Despite the evidence that both RPE and agency improve declarative memory and are associated with dopaminergic activity in the midbrain, their mutual relation remains unclear. Knowledge of this interaction would, however, clarify the nature of RPE in declarative learning. Specifically, in RL theory, a fundamental distinction concerns learning about states (i.e., the environment) versus learning about one’s own actions (Sutton & Barto, 2018). Traditionally, RPEs have been associated with learning about one’s own actions (as is usually the case in procedural learning). For example, in operant (or instrumental) conditioning paradigms, RPEs are utilized to learn stimulus–action associations (Skinner, 1990; Thorndike, 1932). However, RL models suggest that RPEs may also be used to learn about states (including in declarative memory; Rouhani et al., 2018; Rouhani et al., 2020), in which case they are referred to as state prediction errors (Mattar & Daw, 2018). Historically, state prediction errors were studied in classical (or Pavlovian) conditioning paradigms (Pavlov, 1902). From this perspective, an RPE effect in declarative learning may occur either because the agent learns about an action (e.g., I choose this Swahili word), or it may occur because RPEs also drive learning about states (e.g., this Dutch word translates into that Swahili word). Neurally, these two learning signals are known to coexist within the human brain (Gläscher et al., 2010).

Unfortunately, earlier RPE declarative learning paradigms could not disentangle these two theoretical possibilities. However, it is possible to do so with an experimental design where agency and RPE are crossed. Specifically, if an RPE in declarative memory only helps because one is learning about one’s own actions, the RPE effect should only occur in an agency condition—that is, in a condition where one chooses (acts) oneself.
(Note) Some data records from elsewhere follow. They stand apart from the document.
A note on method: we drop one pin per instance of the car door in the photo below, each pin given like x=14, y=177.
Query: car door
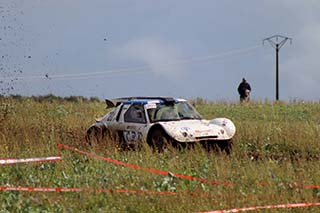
x=134, y=123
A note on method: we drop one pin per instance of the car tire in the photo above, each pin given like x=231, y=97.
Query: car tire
x=95, y=135
x=225, y=146
x=159, y=140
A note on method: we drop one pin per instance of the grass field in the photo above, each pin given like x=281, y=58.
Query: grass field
x=276, y=152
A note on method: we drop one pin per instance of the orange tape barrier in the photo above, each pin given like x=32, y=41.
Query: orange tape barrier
x=151, y=170
x=63, y=189
x=9, y=161
x=280, y=206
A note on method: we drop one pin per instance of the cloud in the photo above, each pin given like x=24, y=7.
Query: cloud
x=302, y=69
x=160, y=56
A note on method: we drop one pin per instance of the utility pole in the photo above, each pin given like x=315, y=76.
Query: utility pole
x=277, y=41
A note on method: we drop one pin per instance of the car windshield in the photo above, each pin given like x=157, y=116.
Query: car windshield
x=172, y=112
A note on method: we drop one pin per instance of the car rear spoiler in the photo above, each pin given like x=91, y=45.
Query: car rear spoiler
x=115, y=102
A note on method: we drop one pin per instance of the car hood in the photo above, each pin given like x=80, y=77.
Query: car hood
x=194, y=130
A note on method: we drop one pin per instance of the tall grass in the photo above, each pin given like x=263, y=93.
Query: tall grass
x=276, y=150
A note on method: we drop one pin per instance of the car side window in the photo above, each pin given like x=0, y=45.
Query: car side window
x=135, y=114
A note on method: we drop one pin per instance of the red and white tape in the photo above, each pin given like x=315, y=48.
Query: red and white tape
x=28, y=160
x=151, y=170
x=279, y=206
x=64, y=189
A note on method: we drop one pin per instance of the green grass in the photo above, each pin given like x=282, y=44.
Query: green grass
x=275, y=149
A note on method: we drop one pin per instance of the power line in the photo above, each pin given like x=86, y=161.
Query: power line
x=137, y=69
x=276, y=44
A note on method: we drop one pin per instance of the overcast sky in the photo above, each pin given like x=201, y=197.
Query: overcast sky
x=181, y=48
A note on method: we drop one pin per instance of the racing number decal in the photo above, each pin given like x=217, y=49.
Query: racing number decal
x=132, y=136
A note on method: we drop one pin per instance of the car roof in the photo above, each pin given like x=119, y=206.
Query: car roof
x=141, y=100
x=148, y=100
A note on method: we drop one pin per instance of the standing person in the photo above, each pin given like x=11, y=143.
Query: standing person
x=244, y=90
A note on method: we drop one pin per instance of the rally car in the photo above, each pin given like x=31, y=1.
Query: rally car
x=160, y=122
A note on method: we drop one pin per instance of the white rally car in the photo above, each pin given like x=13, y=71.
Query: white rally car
x=160, y=121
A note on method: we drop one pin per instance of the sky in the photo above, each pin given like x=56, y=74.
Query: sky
x=180, y=48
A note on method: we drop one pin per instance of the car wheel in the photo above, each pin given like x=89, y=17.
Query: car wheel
x=95, y=135
x=159, y=140
x=225, y=146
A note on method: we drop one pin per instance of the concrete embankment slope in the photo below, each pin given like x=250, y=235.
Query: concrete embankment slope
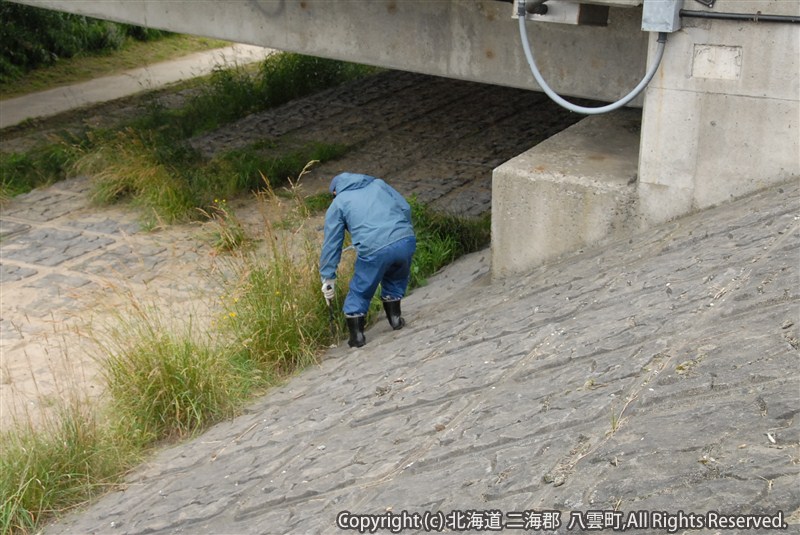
x=659, y=373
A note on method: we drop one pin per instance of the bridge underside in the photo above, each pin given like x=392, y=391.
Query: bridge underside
x=719, y=120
It should not have an effect in a nonagency condition. In this case, an interaction effect is expected between RPE and agency. In contrast, if an RPE effect in declarative memory also helps for learning about states (such as a Dutch–Swahili word pair), then the RPE should also have a beneficial effect in a nonagency condition (e.g., when the computer chooses a word, rather than the participant). In the latter case, no interaction effect is expected between agency and RPE.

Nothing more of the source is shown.